Надежда ещё остается. В 1923 году Дранков и его жена оказываются в Нью-Йорке. Жизнь приходится начинать заново, но Дранкову нет ещё и сорока. Он пытается завоевать Голливуд, объявляет о создании новой кинокомпании, рассказывает про съемки фильма «Августейший любовник» (Николай и Матильда), не понимая, что приехал в Америку слишком поздно. Кто-то из отцов кинематографа ещё держится на плаву. Гриффит ещё снимает фильмы, Мэри Пикфорд ещё знаменита, Лилиан Гиш ещё великая актриса, но их время уходит. Уже появляются первые значимые работы Кулешова и Эйзенштейна, Вертов обнаруживает силу монтажа. Фильмы, снимавшиеся до Первой Мировой, выглядят… в лучшем случае несколько старомодно, чего уж говорить про «Понизовую вольницу». Совсем скоро появится «Певец джаза» и всё поменяется в очередной раз. К началу 1930-х Дранков владеет рестораном в Голливуде, затем он оказывается владельцем небольшой закусочной, наконец в 1940-е Дранков работает в крошечной лаборатории по проявке пленки где-то в Сан-Франциско. В Сан-Франциско он и умрет в январе 1949 года.
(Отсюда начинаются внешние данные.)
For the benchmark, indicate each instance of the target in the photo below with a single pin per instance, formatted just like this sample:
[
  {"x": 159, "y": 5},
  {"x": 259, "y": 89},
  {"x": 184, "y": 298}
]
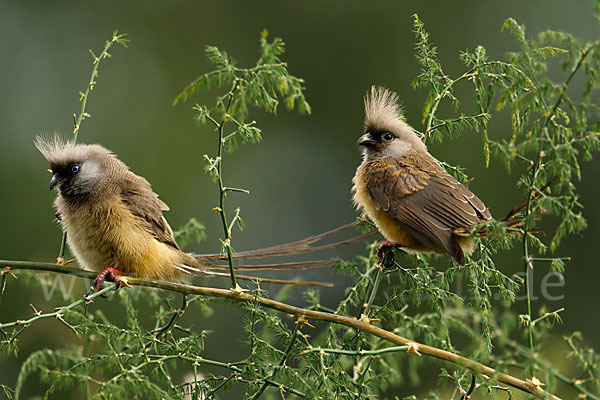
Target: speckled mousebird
[
  {"x": 115, "y": 224},
  {"x": 413, "y": 201}
]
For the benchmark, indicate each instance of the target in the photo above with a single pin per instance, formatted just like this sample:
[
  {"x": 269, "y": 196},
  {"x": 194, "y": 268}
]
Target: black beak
[
  {"x": 366, "y": 140},
  {"x": 56, "y": 179}
]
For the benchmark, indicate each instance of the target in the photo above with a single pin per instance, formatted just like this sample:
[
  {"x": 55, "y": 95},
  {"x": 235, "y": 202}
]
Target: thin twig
[{"x": 360, "y": 325}]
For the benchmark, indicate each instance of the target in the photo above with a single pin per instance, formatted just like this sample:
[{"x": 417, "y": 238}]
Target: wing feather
[
  {"x": 427, "y": 201},
  {"x": 145, "y": 204}
]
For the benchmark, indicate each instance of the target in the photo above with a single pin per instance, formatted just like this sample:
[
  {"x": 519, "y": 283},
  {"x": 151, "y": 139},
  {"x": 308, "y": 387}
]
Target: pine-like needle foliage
[{"x": 553, "y": 129}]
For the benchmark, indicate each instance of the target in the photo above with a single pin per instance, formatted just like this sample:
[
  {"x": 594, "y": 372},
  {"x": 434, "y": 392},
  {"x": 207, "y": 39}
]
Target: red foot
[
  {"x": 385, "y": 253},
  {"x": 110, "y": 275}
]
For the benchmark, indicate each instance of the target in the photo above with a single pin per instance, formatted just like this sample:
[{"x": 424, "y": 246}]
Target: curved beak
[
  {"x": 56, "y": 179},
  {"x": 366, "y": 140}
]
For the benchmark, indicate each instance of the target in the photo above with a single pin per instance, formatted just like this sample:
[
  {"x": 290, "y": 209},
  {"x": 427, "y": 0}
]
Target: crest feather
[
  {"x": 382, "y": 109},
  {"x": 60, "y": 152}
]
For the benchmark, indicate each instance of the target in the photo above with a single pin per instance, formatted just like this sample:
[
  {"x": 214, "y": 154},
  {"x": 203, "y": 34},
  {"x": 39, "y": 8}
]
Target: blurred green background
[{"x": 299, "y": 176}]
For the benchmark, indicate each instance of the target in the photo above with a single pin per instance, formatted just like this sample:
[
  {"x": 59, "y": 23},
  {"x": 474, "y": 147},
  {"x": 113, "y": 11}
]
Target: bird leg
[
  {"x": 110, "y": 275},
  {"x": 385, "y": 253}
]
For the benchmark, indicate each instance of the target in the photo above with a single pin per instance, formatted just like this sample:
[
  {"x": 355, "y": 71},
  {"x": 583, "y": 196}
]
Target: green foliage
[{"x": 472, "y": 310}]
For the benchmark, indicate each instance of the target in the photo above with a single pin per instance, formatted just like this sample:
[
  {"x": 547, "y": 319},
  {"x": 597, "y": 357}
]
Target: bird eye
[{"x": 387, "y": 137}]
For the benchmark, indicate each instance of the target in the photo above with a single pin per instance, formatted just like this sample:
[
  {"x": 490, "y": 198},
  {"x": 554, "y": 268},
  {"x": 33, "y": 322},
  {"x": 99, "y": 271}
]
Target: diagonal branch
[{"x": 359, "y": 324}]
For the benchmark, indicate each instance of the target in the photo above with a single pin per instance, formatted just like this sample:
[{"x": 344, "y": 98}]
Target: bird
[
  {"x": 115, "y": 225},
  {"x": 404, "y": 190}
]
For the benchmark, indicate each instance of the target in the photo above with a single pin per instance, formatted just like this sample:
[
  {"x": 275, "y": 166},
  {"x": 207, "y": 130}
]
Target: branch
[{"x": 359, "y": 324}]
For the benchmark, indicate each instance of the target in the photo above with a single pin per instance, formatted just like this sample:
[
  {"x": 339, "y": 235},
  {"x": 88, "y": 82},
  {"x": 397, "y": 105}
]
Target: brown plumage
[
  {"x": 111, "y": 215},
  {"x": 114, "y": 221},
  {"x": 413, "y": 201}
]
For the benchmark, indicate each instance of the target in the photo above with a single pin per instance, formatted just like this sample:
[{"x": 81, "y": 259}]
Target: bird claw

Жара, гул незнакомого города, где-то слышен шум моря, волны плещутся на солнце. Одиночество последних лет Дранкова прервет только визит историка кино Джея Лейды, который разыскал бывшего кинопродюсера где-то в конце 1945 года. Учившемуся у Эйзенштейна Лейде было интересно пообщаться с пионером русского кино. Наверняка Лейда слышал от учителя рассказы про проделки Дранкова, вроде тех, которые Эйзенштейн описывал в статье «Тридцать лет советского кинематографа и традиции русской культуры». Там, помимо прочего, рассказывалось, как Дранков подкупил сторожей на студии Ханжонкова, чтобы ночью снять собственный фильм в декорациях конкурента. Встреча Лейды и Дранкова вскоре состоялась, Дранков показывает историку свой архив, ныне утерянный, вспоминает былое. Но это уже последний отблеск уходящей жизни. Дранков умрет в Сан-Франциско в январе 1949 года. Его похоронят за счет местной еврейской общины. Могила Дранкова потерялась и была заново открыта историком Александром Поздняковым только в 1999 году.

 

Меж тем осколки мифа о Дранкове ещё долгое время жили на родине. Так в 1993 году, вспоминая прожитое, знавший Дранкова Борис Вольф говорил в интервью историку кино Валентине Роговой: «Он в Америке, русский еврей, приехавший, не то что родившийся в Америке, научился американскому способу мышления, способу действия, изобрел моментальную фотографию и всю Америку усеял этими фотографиями. Стал богачом. Это же исключение, это же не каждый человек мог. Я 70 с лишним лет в кино, знаете, что я получил?». После Вольф добавлял, что останься Дранков в России, то погиб бы «где-нибудь в концлагере».

 

Так всегда и бывает. Начали за здравие, кончили за упокой. Мальчик из провинции добился всего, чтобы к концу жизни вернуться в маленькую лабораторию, прошлое превратилось в набор газетных вырезок, да туманных воспоминаний. Может быть, это история неудачника? Но ведь ещё остался фильм. Нелепый, очень устаревший (нужно очень сильно любить кино, чтобы получить от него удовольствие), но всё же первый законченный русский фильм, в котором есть герои, сюжет – а ещё плеск волн и живые деревья на заднем плане.

 

Больше узнать о жизни Александра Дранкова можно в статьях замечательных исследователей Валентины Роговой, Александра Позднякова, Рашита Янгирова и Анны Коваловой.